A flavorful side salad featuring mizuna and nutrient-rich dried daikon radish that pairs perfectly with rice. The exquisite match of crisp mizuna and crunchy dried daikon creates a dish you'll enjoy until the very last bite. It's healthy, satisfying, and incredibly quick to prepare, making it ideal for busy days.
Ingredients
Main Ingredients (2 servings)
- Mizuna 1 bunch
- Dried Daikon Radish (KibishidaiKon) 30g
- Imitation Crab Sticks 1 pack
- Sugar 1/2 tsp
- Salt a pinch
Seasonings
- [A] Mayonnaise 3 tbsp
- [A] Shiro Dashi (White Soy Sauce Base) 1/2 tbsp
- [A] Toasted Sesame Seeds 2 tbsp
- [A] Dried Daikon Radish Soaking Liquid 2 tbsp
Steps
- Lightly rinse 30g of Dried Daikon Radish under running water.
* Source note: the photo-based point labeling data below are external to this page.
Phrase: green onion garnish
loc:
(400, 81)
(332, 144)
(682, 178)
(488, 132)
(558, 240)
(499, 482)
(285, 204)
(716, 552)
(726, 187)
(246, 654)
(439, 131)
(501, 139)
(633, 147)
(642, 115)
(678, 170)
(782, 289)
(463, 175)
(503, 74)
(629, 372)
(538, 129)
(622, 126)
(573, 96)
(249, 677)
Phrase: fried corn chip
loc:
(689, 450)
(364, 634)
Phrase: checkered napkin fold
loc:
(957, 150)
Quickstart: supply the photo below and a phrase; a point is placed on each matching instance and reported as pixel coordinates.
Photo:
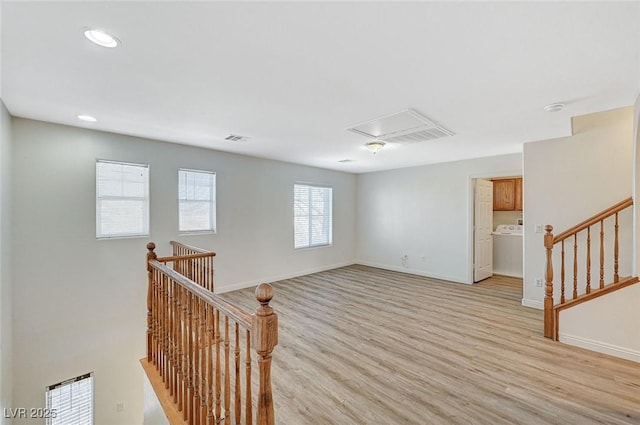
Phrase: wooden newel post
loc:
(549, 326)
(151, 255)
(264, 338)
- Soak the rinsed dried daikon radish in 300ml of water and rehydrate for 5 minutes. (Key Tip!) Rehydrating in a small amount of water prevents the loss of umami and nutrients.
- Trim the root ends of 1 pack of Mizuna and chop it into bite-sized pieces, about the width of your little finger.
- Rinse the chopped mizuna a few times under running water and soak in enough water to cover for 5-10 minutes to remove bitterness. (Key Tip!) Soaking the mizuna in water removes its astringency and bitterness, resulting in a fresh, crisp texture.
- Lightly squeeze the excess water from the rehydrated dried daikon radish and set aside. (Key Tip!) Avoid squeezing too hard, as this will also remove flavor. Squeeze just enough to prevent it from becoming completely dry.
- Reserve the soaking liquid from the dried daikon radish for later use.
- Finely shred 1 pack of Imitation Crab Sticks using a fork or your fingers.
- Cut the rehydrated dried daikon radish into pieces similar in length to the chopped mizuna.
- In a bowl, combine 3 tbsp of Mayonnaise, 1/2 tbsp of Shiro Dashi (White Soy Sauce Base), 2 tbsp of Toasted Sesame Seeds, and 2 tbsp of the Dried Daikon Radish Soaking Liquid. Mix well until all ingredients are fully incorporated. (Key Tip!) The dried daikon radish soaking liquid is packed with umami and nutrients and has a subtle sweetness, making it a good substitute for mirin. It can also be used to add depth to miso soup and stews.
- Thoroughly drain the soaked mizuna using a salad spinner or by patting it dry. (Key Tip!) Properly draining the mizuna prevents the dressing from becoming diluted and ensures the flavors remain distinct.
- Add the drained mizuna to a bowl and season with a pinch of Salt and a pinch of Sugar. Mix well to combine. (Key Tip!) Pre-seasoning the mizuna with salt and sugar makes it pliable, easier to mix with other ingredients, and enhances the overall flavor.
- Add the chopped dried daikon radish and shredded imitation crab sticks to the bowl with the mizuna. Gently mix by hand. (Key Tip!) Mixing the ingredients before adding the dressing helps to distribute it evenly.
- Pour the prepared dressing over the ingredients and mix thoroughly until everything is well combined.
- Taste and add 1/2 tsp of Sugar, mixing again thoroughly. (Key Tip!) Adding sugar at the end provides an initial burst of sweetness, creating a rich flavor that pairs perfectly with rice.
- Transfer to a serving dish. Enjoy!